Srećko Mitrović

Personal information
- Date of birth: 17 February 1984 (age 42)
- Place of birth: Zenica, SFR Yugoslavia
- Height: 1.80 m (5 ft 11 in)
- Position: Midfielder

Youth career
- 2000−2001: Marconi Stallions
- 2001−2002: Piacenza
- 2002−2003: Ascoli

Senior career*
- Years: Team / Apps / (Gls)
- 2003−2005: Ascoli / 18 / (0)
- 2005: → Morro d'Oro (loan) / 14 / (0)
- 2006−2008: Poli Iaşi / 38 / (1)
- 2009: Sutherland Sharks / 12 / (1)
- 2009−2010: East Bengal / 13 / (4)
- 2010−2012: PSM Makassar / 32 / (6)
- 2012−2013: Deltras / 28 / (4)
- 2014: Sabah / 16 / (2)
- 2015: Tampines Rovers / 0 / (0)
- 2017: Cement Beočin / 5 / (2)
- 2018: Radnički Sremska Mitrovica / 6 / (0)
- 2019: Geelong SC / 9 / (1)
- Total:  / 191 / (21)

= Srećko Mitrović =

Australian soccer player (born 1984)

Srećko Mitrović (born 17 February 1984) is an Australian former professional soccer player who played as a midfielder.

==Career==
Born in Zenica, SR Bosnia and Herzegovina, when part of Yugoslavia, Srećko Mitrović started his playing career at Marconi Stallions in 2000, at the age of 16. In 2001, while he was only 17, Mitrović was bought by the Italian Serie A club Piacenza. In 2002, he signed a five-year deal with Italian Serie B club Ascoli. After three years playing for Ascoli. he was shortly on loan in Morro d'Oro in Serie C.
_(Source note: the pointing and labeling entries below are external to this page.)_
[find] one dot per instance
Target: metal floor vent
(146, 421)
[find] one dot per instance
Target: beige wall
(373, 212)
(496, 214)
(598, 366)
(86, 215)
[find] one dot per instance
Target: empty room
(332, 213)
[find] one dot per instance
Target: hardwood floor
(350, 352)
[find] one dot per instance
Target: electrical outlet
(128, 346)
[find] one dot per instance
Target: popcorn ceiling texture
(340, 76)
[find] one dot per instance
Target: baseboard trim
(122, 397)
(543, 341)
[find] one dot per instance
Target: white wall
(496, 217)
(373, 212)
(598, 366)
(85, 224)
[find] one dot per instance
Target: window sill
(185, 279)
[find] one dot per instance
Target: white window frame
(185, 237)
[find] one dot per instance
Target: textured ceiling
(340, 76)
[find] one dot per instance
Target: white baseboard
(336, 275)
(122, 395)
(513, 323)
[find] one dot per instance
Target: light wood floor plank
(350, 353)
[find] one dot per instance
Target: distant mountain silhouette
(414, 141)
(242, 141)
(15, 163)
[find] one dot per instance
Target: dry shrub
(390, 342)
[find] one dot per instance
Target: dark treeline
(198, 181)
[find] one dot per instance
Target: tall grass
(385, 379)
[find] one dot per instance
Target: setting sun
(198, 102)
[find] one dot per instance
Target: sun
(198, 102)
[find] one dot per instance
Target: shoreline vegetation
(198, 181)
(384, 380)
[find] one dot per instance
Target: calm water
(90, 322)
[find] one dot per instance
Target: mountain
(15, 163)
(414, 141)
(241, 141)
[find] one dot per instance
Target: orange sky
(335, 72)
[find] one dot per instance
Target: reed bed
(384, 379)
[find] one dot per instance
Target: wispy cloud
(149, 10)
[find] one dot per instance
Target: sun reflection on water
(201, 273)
In 2006 Mitrović moved to Romanian Liga I by signing a contract with Poli Iaşi.

In 2009, he went back to Australia, and for six months he was playing for Sutherland Sharks, before he moved to East Bengal in the Indian I-League. In October 2010 Mitrović signed a contract with Indonesian team PSM Makassar, he moved to Deltras in 2012.

In the summer of 2017, he returned to Europe and signed with Serbian third-tier side FK Cement Beočin.

In 2019, Mitrović returned to Australia, signing for Victorian club Geelong SC in the National Premier Leagues Victoria 2.